Looking back up at Curtis, I tried to push thoughts of Jane away. “So,” I reasoned, “for all we know, this school’s been like this for years—decades.”

“Maybe. That’s why I’m not Society.”

“What do you mean?”

“Some people say that we need to just ride it out. Follow the rules and keep our heads low. I agree a little with that, I guess.” He smiled. “I mean, I don’t think we need to try crazy escapes and fall out of trees. But I do think that, sooner or later, we’re going to have to try something.”

“Right,” I said. “They’ll never just let us leave because we’d tell the police. So, what does the Society say about that?”

“I think they’re scared,” he said. “I know it doesn’t look like it, but I think they’re just too afraid of punishment. Probably because they know better than any of us what the punishments are like.”

Curtis was right—it didn’t look like it. Maybe Becky was scared, but Dylan? Isaiah? They couldn’t be enforcing the rules just because they were too scared to break them.

I looked out the window, trying to guess where the wall was, but all I could see was trees.

“One last thing,” I said, touching the glass and peering into the dark. “Have you ever seen smoke in the woods?”

“The campfires, you mean?”

I turned my head enough to look at him with one eye.

He nodded. “You can see them from the girls’ dorm better than here. Just little trails of smoke—sometimes one and sometimes eight or ten. We think they might be guards.”

“Or a campground,” I said. Could help be that close?

Curtis laughed. “Campgrounds. Now that’s an optimist.”

Back in my room, I stayed up late on my little computer, scrolling through catalog pages of clothes, gear, jewelry, and games. There was nothing for sale that gave any insight into the outside world. No books, no magazines. Even the music we could buy for the dance was fifty or sixty years old.
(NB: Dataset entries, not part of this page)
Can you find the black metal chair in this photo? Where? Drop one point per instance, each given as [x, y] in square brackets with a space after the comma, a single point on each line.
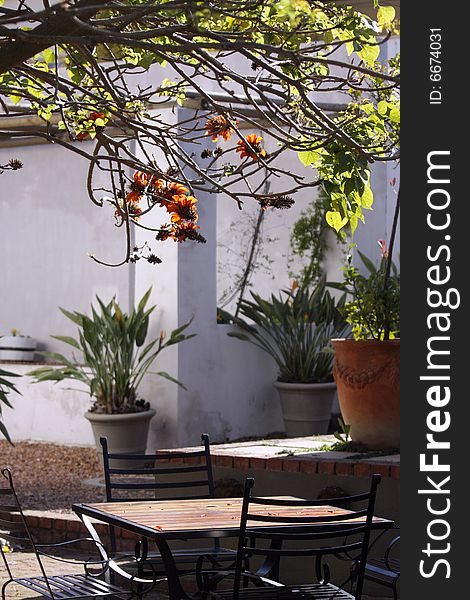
[16, 535]
[385, 570]
[317, 536]
[148, 480]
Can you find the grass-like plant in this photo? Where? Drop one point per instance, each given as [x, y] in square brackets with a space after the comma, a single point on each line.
[113, 355]
[295, 328]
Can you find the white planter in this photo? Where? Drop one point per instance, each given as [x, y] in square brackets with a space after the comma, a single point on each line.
[306, 407]
[18, 348]
[126, 433]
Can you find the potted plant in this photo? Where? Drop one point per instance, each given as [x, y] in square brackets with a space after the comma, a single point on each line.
[114, 357]
[17, 347]
[295, 328]
[367, 367]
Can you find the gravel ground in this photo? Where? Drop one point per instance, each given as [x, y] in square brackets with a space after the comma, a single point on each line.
[51, 477]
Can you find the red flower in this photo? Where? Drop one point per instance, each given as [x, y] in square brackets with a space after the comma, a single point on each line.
[251, 147]
[219, 126]
[383, 247]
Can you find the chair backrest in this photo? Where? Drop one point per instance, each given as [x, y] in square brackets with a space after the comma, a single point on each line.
[140, 476]
[14, 531]
[319, 533]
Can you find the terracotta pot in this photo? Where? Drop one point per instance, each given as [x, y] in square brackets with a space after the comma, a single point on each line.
[367, 374]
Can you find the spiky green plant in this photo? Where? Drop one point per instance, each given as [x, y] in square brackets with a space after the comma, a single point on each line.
[295, 328]
[114, 357]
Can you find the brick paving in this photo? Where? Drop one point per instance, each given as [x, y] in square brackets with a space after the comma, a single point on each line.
[24, 564]
[308, 455]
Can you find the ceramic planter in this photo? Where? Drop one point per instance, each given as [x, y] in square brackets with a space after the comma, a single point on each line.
[125, 432]
[306, 407]
[367, 374]
[17, 347]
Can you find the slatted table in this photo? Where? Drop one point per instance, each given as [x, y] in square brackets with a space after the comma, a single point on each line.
[165, 520]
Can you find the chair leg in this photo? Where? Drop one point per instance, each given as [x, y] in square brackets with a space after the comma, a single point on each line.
[4, 587]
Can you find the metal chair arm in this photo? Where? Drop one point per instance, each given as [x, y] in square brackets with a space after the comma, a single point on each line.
[387, 554]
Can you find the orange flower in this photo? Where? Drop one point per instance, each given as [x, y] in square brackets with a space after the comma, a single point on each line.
[133, 197]
[219, 126]
[175, 188]
[143, 180]
[94, 116]
[184, 231]
[251, 147]
[183, 209]
[133, 210]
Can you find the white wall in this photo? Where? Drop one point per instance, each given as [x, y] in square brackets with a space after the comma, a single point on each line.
[47, 412]
[47, 227]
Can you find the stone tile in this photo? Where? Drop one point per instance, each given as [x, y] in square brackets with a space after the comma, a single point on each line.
[393, 459]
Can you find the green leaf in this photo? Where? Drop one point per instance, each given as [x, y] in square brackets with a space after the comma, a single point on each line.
[367, 198]
[382, 107]
[67, 340]
[308, 157]
[334, 220]
[385, 16]
[4, 430]
[395, 115]
[369, 54]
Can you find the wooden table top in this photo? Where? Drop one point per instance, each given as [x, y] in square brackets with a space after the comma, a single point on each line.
[190, 517]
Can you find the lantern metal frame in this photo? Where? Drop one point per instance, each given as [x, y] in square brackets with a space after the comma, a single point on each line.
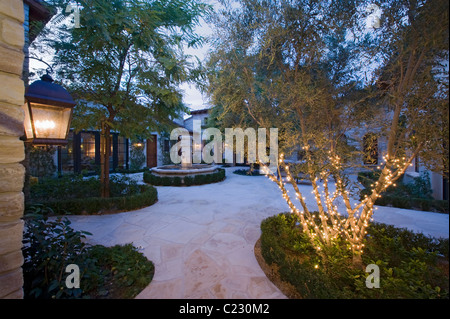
[50, 97]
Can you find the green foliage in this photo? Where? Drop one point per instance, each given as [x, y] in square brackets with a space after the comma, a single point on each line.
[78, 195]
[125, 63]
[410, 264]
[41, 162]
[186, 180]
[415, 195]
[49, 246]
[105, 272]
[137, 157]
[247, 172]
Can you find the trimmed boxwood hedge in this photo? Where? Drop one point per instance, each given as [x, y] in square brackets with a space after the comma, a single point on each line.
[411, 265]
[93, 205]
[142, 196]
[400, 196]
[186, 180]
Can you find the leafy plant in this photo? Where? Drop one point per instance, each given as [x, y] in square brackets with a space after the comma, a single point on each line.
[76, 195]
[137, 157]
[105, 272]
[49, 246]
[41, 162]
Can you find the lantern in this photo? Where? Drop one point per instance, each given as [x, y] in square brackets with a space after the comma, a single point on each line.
[48, 112]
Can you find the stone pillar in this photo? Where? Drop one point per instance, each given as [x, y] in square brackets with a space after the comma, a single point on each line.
[11, 148]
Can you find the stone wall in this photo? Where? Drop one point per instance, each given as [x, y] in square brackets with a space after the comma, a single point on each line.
[11, 148]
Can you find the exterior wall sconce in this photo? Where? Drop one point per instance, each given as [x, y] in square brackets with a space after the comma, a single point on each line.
[48, 112]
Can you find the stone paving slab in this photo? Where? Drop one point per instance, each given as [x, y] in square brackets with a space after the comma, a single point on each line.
[201, 238]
“You know anything about computers?” I asked Mason, close to midnight.

“A little, but not really.”

“Anyone in here a hacker?”

He laughed tiredly. “People have been trying that for as long as I’ve been here. Oakland looked into it. He knows computers. He said there’s no consistent connection. The network is only up and running for a few seconds a day—that’s when the school downloads our purchases and records our bids. He says there’s just not enough time to hack it.”